WKFY
Kevin Vahey
kvahey@gmail.com
Thu Aug 22 03:18:02 EDT 2013
Back in the late 60's early 70's the most profitable show at WMUR-TV was
Uncle Gus.
The main sponsor for that show was a mobile home company. Why?
WMUR's research ,such as it was, showed that elders watched the show and
adopted the kids in the studio as the grandchildren they didn't have.
I personally am disgusted at Madison Avenue's disdain for older demos.
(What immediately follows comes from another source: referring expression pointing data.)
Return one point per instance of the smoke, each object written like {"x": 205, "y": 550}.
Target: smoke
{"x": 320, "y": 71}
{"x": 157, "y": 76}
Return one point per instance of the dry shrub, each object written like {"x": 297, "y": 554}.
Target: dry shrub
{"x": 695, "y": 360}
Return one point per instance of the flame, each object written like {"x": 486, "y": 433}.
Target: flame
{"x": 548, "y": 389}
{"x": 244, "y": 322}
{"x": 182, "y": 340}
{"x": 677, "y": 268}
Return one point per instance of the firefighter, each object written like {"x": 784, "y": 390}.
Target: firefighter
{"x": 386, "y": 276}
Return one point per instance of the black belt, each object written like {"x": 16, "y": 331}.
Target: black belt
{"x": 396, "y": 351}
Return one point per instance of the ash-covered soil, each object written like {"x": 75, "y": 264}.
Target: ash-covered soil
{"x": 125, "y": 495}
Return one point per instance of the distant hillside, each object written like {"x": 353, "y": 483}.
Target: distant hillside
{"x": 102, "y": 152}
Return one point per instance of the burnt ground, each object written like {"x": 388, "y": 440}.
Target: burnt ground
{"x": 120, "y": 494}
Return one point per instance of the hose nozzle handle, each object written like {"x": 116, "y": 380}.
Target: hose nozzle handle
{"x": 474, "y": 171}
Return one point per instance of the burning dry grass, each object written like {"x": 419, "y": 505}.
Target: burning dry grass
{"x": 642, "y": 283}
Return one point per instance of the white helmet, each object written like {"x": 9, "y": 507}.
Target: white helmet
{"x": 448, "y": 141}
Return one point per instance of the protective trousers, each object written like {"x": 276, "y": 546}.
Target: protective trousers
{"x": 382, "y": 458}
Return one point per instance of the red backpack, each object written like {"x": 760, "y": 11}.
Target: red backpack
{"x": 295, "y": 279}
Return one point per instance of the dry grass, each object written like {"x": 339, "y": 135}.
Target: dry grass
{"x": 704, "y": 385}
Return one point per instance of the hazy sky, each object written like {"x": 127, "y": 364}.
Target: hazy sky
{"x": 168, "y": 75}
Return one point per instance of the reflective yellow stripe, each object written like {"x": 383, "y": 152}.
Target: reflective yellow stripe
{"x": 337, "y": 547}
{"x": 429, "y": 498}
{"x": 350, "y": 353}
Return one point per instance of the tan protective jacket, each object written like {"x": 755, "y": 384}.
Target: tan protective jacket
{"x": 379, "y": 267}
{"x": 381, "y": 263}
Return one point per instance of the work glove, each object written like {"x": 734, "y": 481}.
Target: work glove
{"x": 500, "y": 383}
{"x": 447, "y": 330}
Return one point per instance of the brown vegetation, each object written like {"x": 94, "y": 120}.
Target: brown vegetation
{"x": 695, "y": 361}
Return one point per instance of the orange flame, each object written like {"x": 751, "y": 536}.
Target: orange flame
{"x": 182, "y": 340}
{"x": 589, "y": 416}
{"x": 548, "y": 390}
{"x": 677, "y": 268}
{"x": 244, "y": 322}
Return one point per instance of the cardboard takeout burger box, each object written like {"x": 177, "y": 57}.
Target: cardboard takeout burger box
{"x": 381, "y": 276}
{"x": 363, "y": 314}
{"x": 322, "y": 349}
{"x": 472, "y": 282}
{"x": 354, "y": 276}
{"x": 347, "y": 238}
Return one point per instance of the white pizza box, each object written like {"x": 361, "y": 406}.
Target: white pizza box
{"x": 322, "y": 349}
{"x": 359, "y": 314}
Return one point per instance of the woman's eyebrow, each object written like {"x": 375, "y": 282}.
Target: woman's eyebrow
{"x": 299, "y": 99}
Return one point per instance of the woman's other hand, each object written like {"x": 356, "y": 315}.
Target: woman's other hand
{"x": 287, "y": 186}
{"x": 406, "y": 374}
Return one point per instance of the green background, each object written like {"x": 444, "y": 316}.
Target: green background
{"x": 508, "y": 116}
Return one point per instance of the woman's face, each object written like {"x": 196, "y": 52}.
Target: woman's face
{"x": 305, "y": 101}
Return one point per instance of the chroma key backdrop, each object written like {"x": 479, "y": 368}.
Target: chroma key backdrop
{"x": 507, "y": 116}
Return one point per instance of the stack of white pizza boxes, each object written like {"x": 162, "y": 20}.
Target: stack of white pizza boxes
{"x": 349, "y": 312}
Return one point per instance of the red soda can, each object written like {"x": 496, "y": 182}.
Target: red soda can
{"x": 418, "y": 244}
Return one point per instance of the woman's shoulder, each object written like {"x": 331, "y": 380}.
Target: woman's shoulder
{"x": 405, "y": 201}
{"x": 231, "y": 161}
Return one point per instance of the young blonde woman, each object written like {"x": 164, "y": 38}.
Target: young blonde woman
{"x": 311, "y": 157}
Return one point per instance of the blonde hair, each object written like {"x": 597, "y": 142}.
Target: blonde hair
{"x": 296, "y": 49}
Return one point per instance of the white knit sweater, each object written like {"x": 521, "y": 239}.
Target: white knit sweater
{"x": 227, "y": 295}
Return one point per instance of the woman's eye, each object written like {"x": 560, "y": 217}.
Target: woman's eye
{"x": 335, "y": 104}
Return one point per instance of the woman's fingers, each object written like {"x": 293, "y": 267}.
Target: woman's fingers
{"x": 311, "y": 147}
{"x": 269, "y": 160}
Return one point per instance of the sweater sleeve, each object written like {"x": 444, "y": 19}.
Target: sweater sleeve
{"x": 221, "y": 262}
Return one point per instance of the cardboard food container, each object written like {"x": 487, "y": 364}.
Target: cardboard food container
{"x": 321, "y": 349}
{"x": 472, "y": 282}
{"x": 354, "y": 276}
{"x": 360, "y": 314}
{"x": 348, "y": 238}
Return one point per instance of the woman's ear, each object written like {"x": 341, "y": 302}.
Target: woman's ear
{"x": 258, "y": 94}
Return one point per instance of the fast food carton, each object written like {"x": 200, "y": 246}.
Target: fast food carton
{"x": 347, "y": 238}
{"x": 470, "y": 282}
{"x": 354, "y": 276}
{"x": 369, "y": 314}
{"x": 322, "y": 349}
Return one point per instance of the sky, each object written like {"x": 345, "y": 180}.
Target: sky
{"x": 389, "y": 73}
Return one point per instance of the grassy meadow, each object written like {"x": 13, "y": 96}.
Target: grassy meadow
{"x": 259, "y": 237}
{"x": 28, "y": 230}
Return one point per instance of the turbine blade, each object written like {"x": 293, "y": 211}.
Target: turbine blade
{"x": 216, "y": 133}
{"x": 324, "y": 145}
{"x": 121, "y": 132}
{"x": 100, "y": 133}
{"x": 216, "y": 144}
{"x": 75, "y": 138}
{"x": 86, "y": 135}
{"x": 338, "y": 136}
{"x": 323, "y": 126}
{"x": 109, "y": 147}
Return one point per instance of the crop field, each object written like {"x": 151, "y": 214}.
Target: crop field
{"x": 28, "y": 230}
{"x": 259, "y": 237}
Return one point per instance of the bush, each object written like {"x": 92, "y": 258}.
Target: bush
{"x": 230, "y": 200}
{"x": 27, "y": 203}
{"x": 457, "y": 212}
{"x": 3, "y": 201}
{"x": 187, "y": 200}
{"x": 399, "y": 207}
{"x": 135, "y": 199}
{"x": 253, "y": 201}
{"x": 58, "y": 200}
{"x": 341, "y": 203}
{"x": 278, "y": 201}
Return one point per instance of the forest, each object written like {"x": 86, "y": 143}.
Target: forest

The
reality is us aging boomers now have more disposable income than kids
coming out of college.
On Thu, Aug 22, 2013 at 2:01 AM, Donna Halper <dlh@donnahalper.com> wrote:
> On 8/22/2013 1:44 AM, Kevin Vahey wrote:
>
>> A long term staffer at WODS told me that the station died because the
>> CBS/Boston sales staff (which is 100% commission ) had no clue how to sell
>> to an older demo.
>>
>>
> This conversation reminds me of the one that was had about the old WJIB.
> Back when "beautiful music" was number one, supposedly the format died
> because it was no longer salable-- except it still had big numbers in many
> cities. Trouble is, they were "the wrong numbers"-- older adults. Buyers
> just wanted 18-34 year olds. This belief has also killed a number of TV
> shows with demos that were considered "too old." With people living and
> working longer, and with so many baby boomer still big fans of music, you'd
> think agencies would realize the 55+ demo is a good one to attract.